Сказав это, Мельхиседек, любимый сын маэстро и король поэзии, положил на стол чистый лист бумаги, карандаш и приготовился писать под диктовку. Маэстро закрыл глаза и, продолжая покачиваться в качалке, начал тихим, капризным тоном ребенка, затеявшего игру с самим собой, произносить какие-то слова, которые вскоре, к моему великому изумлению, стали слагаться в стихи.
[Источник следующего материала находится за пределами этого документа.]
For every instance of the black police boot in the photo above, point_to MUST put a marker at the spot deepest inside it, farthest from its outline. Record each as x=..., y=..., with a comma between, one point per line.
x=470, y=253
В комнате царила напряженная тишина. Все присутствующие молчали. Молчал даже Диоклециан. И я молчал. Ни звука, кроме таинственного шепота поэта и осторожного шелеста бумаги в руках Мельхиседека. В комнате было тесно и душно. Но я почему-то вдруг почувствовал холод. Я был сильно взволнован и вскоре понял, что все присутствующие здесь чувствуют то же, что чувствую я. Господи! Что же произошло? Мы присутствовали при
В эти минуты я снова понял, что, в сущности, я человек слабый. Мне хотелось плакать, и я не мог совладать с собой.